Project Interns Practice Social Justice with Social Distance | Blog

July 31, 2020

Our lives and the way we work have changed quite a bit over the last several months, and the Project’s internship program is no exception. While working remotely during the pandemic has brought challenges for all of us, our summer interns have had to meet the team and jump into our work without ever setting foot in our office or meeting in person. Despite these challenges, they have quickly made an impact and become valued members of our team.

 

Read below about their experiences and what brought them to join Project on Predatory Student Lending.


 

Adreanna Sellers

Hometown: Raleigh, North Carolina

University: University of North Carolina School of Law

Year in school: Rising 2L

Jolie Wei

Hometown: Palo Alto, California

University: Brown University

Year in school: Rising Junior

Michelle Wang

Hometown: San Diego, California

University: Wellesley College

Year in school: Rising Sophomore

Caitlin Donovan

Hometown: Baltimore, Maryland

University: Duke University School of Law

Year in school:  Rising 2L

 


What is it like for you to work at a social justice legal organization during this pandemic?

I think one of the great benefits of working at a social justice legal organization is the caring, empathetic attorneys and staff that work alongside you. This trait remains true under normal circumstances and during the pandemic. However, this was especially great during the pandemic as everyone is learning how to work, connect, and navigate in a new way. The global pandemic has affected everyone in a personal way, and it has been very important to feel comfortable sharing this with Project staff to adjust in the best way possible.

Similarly, as someone who is pursuing a career in civil rights and social justice work, it felt great to be able to give back to thousands of people who have also been affected by the pandemic in their own ways. The Project’s focus on economic justice is all the more salient as many of the people they represent are feeling the economic effects of the pandemic. Being a part of the process to help these individuals receive relief is even more meaningful.

        • Adreanna Sellers

 

What brought you to this internship? How did you find the Project on Predatory Student Lending?

My experience volunteering with pro bono projects was a highlight of my 1L year, and it reinforced my desire to intern with a public interest organization this summer. I kept seeing the Project’s work referenced in media reports related to student debt forgiveness, and I became interested in interning at PPSL as I learned more about its role in shaping student debt policy. I’m especially interested in higher education law and consumer law, and PPSL offered the perfect opportunity to develop my knowledge and skills in both of these areas.

        • Caitlin Donovan

 

What activities do you participate in during the school year?

I am president of the Black Law Student Association (BLSA), a founder and executive board member of the North Carolina Civil Rights Law Review, and co-chair of the Conference on Race, Class, Gender, and Ethnicity. I also love doing pro bono work with the ACLU and Legal Aid of NC.

        • Adreanna Sellers

 

What will you bring back from this experience to your education/legal career?

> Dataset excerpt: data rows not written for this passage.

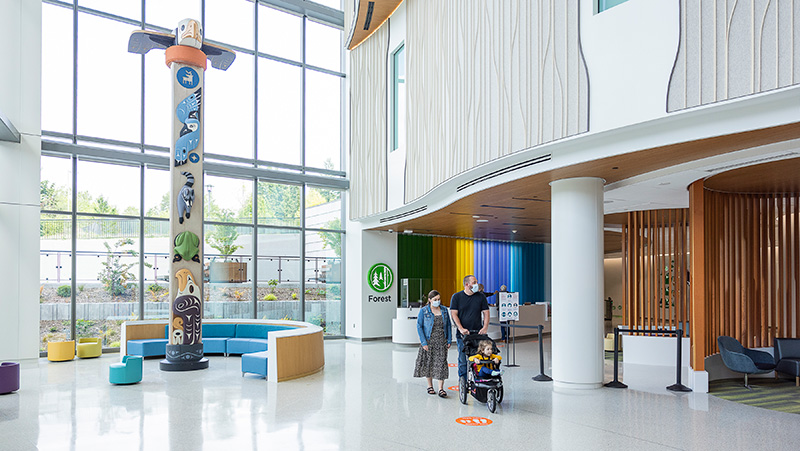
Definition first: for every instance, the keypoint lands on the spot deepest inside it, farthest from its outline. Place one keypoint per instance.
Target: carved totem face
(189, 33)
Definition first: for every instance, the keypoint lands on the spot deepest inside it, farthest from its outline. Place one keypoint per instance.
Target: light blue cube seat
(129, 371)
(255, 362)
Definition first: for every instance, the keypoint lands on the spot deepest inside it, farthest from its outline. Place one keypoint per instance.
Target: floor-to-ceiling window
(273, 162)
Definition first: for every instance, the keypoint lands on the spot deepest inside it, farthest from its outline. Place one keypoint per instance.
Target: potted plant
(223, 239)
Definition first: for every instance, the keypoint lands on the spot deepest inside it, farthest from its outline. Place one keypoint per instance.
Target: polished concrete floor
(366, 399)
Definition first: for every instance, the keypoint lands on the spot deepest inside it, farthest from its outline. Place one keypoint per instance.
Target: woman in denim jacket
(435, 334)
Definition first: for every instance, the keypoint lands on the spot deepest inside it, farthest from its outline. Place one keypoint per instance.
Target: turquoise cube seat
(255, 362)
(129, 371)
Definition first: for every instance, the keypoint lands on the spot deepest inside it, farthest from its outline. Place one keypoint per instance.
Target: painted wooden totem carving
(186, 56)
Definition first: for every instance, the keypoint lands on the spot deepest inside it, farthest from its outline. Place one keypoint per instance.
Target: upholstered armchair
(59, 351)
(787, 357)
(742, 360)
(89, 347)
(129, 371)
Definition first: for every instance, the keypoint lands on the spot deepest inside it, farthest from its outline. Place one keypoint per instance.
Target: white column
(577, 264)
(20, 103)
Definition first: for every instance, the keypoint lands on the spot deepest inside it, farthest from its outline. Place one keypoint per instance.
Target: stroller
(483, 389)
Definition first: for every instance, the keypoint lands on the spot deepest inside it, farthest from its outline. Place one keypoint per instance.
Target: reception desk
(530, 315)
(404, 326)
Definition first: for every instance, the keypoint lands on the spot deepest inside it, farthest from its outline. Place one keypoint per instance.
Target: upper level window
(603, 5)
(398, 97)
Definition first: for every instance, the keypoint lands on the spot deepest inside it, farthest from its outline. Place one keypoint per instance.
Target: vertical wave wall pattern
(730, 49)
(487, 79)
(368, 97)
(522, 267)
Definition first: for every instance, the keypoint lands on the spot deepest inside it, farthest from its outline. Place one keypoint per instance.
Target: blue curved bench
(217, 339)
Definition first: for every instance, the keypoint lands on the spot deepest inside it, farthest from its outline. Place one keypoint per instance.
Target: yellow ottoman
(59, 351)
(89, 347)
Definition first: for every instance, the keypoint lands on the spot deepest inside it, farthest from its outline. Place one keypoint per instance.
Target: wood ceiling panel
(776, 177)
(529, 197)
(371, 15)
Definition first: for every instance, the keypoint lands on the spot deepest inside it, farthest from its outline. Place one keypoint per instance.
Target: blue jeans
(462, 359)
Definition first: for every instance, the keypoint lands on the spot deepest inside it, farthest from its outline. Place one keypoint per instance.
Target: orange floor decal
(474, 421)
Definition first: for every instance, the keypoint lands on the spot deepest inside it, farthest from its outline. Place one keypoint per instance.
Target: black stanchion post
(678, 386)
(616, 383)
(541, 377)
(513, 348)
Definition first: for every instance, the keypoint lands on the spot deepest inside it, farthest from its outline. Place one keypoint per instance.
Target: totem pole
(186, 55)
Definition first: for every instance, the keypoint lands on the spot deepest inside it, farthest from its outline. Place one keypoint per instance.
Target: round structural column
(577, 265)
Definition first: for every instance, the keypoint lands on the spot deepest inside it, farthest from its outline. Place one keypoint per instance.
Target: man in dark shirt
(469, 311)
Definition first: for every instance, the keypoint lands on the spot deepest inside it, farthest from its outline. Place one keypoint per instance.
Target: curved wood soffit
(370, 15)
(778, 177)
(524, 204)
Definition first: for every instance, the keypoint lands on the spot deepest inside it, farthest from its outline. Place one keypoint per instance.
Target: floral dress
(433, 362)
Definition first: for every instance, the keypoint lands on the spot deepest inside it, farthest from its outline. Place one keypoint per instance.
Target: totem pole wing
(220, 57)
(142, 41)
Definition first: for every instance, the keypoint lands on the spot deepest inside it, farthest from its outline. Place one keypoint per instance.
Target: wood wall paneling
(654, 259)
(752, 270)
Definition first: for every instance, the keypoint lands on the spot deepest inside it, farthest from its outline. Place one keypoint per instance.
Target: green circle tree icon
(380, 277)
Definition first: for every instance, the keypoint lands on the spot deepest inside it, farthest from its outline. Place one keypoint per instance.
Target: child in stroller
(486, 361)
(483, 381)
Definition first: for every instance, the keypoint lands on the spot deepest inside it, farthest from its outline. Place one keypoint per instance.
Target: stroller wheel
(491, 400)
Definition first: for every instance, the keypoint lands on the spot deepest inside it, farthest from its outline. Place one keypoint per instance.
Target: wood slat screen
(655, 264)
(752, 267)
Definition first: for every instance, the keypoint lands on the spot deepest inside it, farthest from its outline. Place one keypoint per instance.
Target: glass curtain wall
(273, 145)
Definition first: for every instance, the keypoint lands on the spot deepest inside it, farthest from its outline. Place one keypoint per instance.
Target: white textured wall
(486, 79)
(629, 51)
(368, 92)
(730, 49)
(396, 159)
(20, 101)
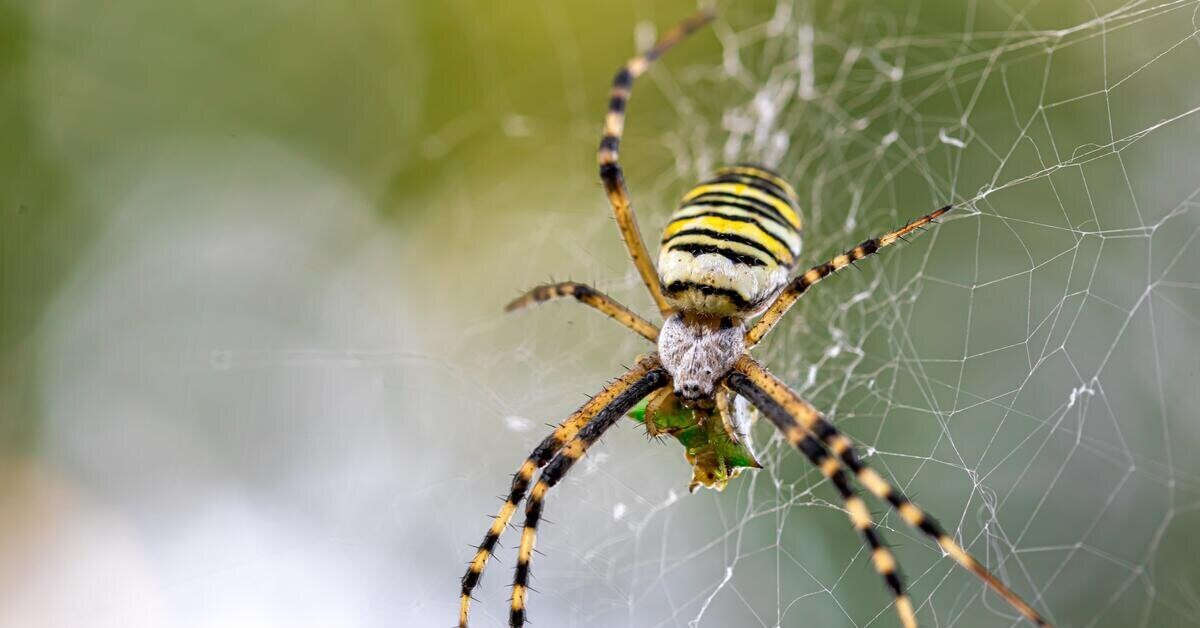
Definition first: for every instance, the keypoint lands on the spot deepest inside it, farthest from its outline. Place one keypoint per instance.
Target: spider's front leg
(611, 173)
(587, 295)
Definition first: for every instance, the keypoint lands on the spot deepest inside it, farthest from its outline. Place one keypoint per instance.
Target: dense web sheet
(1026, 370)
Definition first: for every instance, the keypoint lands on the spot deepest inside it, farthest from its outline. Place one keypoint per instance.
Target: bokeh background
(253, 369)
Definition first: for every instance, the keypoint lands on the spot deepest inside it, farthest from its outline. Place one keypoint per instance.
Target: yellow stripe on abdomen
(731, 244)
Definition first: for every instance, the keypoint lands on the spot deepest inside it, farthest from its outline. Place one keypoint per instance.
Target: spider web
(1023, 369)
(263, 404)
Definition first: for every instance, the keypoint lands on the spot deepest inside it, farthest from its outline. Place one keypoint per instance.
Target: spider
(725, 257)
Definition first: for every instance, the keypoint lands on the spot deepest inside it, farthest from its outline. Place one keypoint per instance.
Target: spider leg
(619, 402)
(725, 407)
(587, 295)
(789, 408)
(795, 289)
(545, 452)
(610, 169)
(859, 515)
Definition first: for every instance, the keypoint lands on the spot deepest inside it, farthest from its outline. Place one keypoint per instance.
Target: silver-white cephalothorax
(699, 351)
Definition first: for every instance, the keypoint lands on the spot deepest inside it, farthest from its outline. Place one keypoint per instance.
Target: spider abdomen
(731, 244)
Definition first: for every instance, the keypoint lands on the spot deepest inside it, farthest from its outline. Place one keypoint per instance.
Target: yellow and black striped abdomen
(731, 244)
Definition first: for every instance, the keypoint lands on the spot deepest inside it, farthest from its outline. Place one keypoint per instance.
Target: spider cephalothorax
(699, 351)
(726, 256)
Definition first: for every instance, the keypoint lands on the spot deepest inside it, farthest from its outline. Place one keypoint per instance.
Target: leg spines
(618, 405)
(543, 454)
(607, 154)
(778, 396)
(799, 285)
(591, 297)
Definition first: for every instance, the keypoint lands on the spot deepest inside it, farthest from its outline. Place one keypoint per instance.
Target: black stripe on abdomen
(725, 238)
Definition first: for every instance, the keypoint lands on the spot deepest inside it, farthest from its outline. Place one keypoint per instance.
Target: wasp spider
(725, 257)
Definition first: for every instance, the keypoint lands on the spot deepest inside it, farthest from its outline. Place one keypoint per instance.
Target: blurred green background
(253, 369)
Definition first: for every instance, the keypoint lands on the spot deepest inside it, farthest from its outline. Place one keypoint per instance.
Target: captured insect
(725, 257)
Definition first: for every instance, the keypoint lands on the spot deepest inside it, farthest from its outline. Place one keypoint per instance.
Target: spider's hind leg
(791, 413)
(619, 399)
(565, 432)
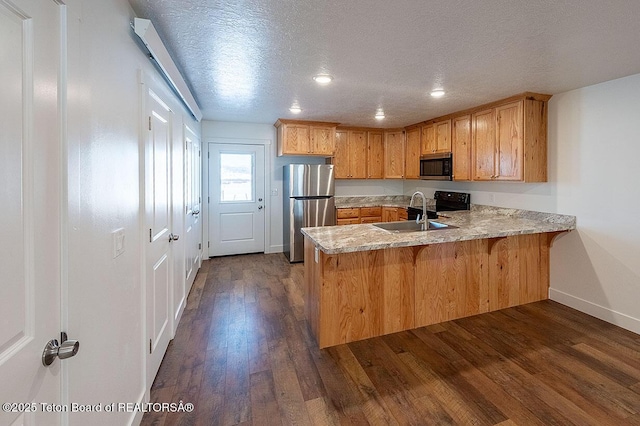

It has been eye-opening to see the ways in which racial justice manifests in the education sector, and to see the ways in which policies have perpetuated the cycle and resurgence of for-profit exploitation of vulnerable populations. Working in this clinic has opened up my perspective on the roots of racial injustice, and it has motivated me to continue exploring and advocating for racial injustice in its different manifestations. Although I am still exploring future career plans, I hope to bring back the perspectives I have gained from this internship into my research at school.

        • Jolie Wei

 

What is the most unexpected or most interesting project you’ve worked on so far?

Having the opportunity to read through and categorize a multitude of student and employee testimonies in the Britt vs. FCC case helped introduce me to how for-profit colleges operate. I found it drastically different learning about these cases through reports as opposed to reading the student and employee experiences directly. It was quite shocking to learn about some of the dangerous tactics used on vulnerable populations, and it helped me to contextualize these cases.

        • Jolie Wei

 

What were you most excited to work on?

I recently co-authored an article highlighting how for-profit colleges have been aggressively advertising and misleading students to enroll. With the general rise in online education during the pandemic, it’s been vital to feature stories of former students and educate the public on the industry’s predatory behavior.

        • Michelle Wang

 

What’s your favorite zoom background?

The waiting room from The Good Place that has “Welcome! Everything is fine.” written on the wall.

        • Caitlin Donovan

 

How are you keeping a connection with your classmates/friends over the summer? 

Bi-weekly Netflix watch parties! As unnatural as it may feel to schedule all human interactions, it’s also nice to have something to look forward to every few days.